The Paradox of Advent

The Paradox of Advent

Having been married to my wife, Jennifer, for over thirty-three years, I feel I can rightfully say I have a great marriage. In many ways, however, Jennifer and I are total opposites. Several of our interests are completely different, our personalities and temperaments are not very similar and, when it comes to looks, she’s certainly a lot prettier than I am. In a nutshell, we are our own persons but it works for us. Our differences provide a good balance which has gotten us through all these years, with all their ups and downs. The saying, “opposites attract” certainly holds true in many aspects of our relationship. One could say it’s kind of a paradox. That’s how the season of Advent affects me.

Let me explain what I mean by asking a question: “Is this a season of celebration or a season of repentance?” I see Advent as a season of both celebration and repentance. These seem like totally different responses, but they work well together: that’s the paradox. Kind of like my marriage to Jennifer. It is a season of celebration because we begin to celebrate the first coming of our Lord and Savior, Jesus Christ. The very thought of that causes us to rejoice! So, we respond by decorating, buying gifts to bring a smile to someone’s face, sending out Christmas cards, and attending parties. One can’t help but rejoice at the very thought that soon we will celebrate the birth of Christ.

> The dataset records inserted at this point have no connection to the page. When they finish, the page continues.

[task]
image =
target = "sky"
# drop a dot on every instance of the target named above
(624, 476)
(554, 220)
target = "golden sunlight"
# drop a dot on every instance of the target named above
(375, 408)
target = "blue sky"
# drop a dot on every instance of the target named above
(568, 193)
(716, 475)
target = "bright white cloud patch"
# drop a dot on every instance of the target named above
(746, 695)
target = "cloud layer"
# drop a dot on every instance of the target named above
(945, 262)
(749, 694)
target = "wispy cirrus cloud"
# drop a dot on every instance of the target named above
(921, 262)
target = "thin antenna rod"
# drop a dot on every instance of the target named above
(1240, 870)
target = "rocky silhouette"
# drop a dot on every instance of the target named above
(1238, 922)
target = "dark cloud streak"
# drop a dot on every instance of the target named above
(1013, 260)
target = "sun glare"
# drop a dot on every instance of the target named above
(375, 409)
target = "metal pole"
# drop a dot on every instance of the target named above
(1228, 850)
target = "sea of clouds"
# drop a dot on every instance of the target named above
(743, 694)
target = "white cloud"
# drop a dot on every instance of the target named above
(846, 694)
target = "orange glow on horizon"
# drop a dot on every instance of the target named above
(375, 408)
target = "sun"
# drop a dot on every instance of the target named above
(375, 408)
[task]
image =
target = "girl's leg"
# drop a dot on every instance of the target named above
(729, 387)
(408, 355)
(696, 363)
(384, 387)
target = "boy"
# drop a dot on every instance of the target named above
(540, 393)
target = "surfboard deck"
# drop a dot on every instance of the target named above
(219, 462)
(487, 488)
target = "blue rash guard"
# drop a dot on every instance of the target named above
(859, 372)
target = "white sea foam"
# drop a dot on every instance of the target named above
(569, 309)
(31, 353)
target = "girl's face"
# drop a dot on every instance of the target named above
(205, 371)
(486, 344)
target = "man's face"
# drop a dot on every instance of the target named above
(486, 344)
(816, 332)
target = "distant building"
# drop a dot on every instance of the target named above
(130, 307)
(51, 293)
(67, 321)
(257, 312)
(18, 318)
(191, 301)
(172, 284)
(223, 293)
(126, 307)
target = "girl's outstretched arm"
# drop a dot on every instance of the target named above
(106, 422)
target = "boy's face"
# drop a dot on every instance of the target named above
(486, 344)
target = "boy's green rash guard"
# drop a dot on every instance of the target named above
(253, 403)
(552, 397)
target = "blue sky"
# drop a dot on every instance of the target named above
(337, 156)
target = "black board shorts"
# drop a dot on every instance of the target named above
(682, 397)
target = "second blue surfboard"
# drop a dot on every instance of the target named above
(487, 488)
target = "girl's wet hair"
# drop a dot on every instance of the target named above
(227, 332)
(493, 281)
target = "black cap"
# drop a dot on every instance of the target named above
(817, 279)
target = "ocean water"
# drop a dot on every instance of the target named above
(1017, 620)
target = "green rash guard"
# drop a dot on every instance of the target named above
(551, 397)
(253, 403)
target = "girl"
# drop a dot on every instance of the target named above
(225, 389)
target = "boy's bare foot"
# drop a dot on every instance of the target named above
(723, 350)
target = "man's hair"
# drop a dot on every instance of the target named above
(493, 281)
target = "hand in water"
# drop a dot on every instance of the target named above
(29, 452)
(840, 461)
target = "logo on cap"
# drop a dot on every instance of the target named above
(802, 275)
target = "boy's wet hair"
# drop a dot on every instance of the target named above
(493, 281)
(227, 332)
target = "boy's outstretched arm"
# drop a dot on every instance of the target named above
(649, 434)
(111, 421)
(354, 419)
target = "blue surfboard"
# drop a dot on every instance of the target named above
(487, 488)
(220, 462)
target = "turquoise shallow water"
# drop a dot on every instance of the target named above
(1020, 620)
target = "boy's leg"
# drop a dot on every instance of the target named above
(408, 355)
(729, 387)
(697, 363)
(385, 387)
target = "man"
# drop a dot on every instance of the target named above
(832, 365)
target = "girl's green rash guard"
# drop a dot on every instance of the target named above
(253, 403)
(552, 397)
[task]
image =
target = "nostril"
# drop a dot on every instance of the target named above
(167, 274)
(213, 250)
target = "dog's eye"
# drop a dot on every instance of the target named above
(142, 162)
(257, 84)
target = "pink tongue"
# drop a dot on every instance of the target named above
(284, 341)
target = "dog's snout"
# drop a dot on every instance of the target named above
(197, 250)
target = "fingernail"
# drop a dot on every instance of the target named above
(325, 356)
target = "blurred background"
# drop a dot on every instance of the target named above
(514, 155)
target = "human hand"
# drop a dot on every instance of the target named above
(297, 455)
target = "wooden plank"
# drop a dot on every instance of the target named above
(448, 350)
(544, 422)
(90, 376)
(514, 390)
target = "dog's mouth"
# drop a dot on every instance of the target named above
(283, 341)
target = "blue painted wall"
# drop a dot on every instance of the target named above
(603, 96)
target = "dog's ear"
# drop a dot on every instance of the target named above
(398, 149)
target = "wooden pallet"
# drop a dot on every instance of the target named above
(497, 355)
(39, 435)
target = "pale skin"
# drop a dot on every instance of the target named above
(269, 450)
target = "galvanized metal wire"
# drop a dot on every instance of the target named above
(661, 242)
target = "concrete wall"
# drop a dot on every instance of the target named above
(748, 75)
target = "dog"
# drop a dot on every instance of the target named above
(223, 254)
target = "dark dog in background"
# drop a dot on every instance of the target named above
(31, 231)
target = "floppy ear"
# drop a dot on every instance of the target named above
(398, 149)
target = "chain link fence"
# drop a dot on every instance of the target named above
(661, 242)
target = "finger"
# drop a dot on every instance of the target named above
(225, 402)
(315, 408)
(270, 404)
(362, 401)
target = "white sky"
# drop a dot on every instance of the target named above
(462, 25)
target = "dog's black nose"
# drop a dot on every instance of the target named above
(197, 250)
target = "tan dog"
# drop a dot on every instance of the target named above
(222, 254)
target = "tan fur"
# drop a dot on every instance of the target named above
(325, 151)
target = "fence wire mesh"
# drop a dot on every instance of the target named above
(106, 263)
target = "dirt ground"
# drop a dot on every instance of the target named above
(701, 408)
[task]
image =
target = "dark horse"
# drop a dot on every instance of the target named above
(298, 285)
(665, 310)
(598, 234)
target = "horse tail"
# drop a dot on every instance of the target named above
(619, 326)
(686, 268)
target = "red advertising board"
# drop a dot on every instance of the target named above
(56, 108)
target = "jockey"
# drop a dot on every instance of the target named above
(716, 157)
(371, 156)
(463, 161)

However, Advent also reminds us that this same Christ who was born in Bethlehem will return again and, as the Creed reminds us, “he will come again with glory to judge both the quick and the dead.” It is this aspect of Advent which compels us to examine ourselves to see where we have fallen short. It causes us to take special consideration of the words in the Prayer of Confession: “We acknowledge and bewail our manifold sins and wickedness, which we, from time to time, most grievously have committed, by thought, word, and deed, against thy divine majesty, provoking most justly thy wrath and indignation against us.” So, Advent is also a reminder that Christ is coming again as King and Judge and we want him to be pleased with us when he does.

Let me conclude by giving another illustration from my marriage to Jennifer: Both of us love having company and hosting parties, but our actions leading up to such parties is totally the opposite from one another. Jennifer becomes very conscious of the condition of the house. If company is coming over, everything must be clean, polished, arranged and in order. For her, pre-party time is a time of making sure her house is in order. For me, I just want to make sure we have plenty to eat and drink and that some good music will be playing. For me, pre-party time is a time of …. well, pre-partying. However when we put these two attitudes together, the party usually turns out very well.

That’s the paradox of Advent: a time of preparation and that preparation includes both celebration and repentance. Take time in the midst of all the glitter, presents, parties, and so forth, to make sure your house is in order. Yes, the King has come, and yes, he is coming again.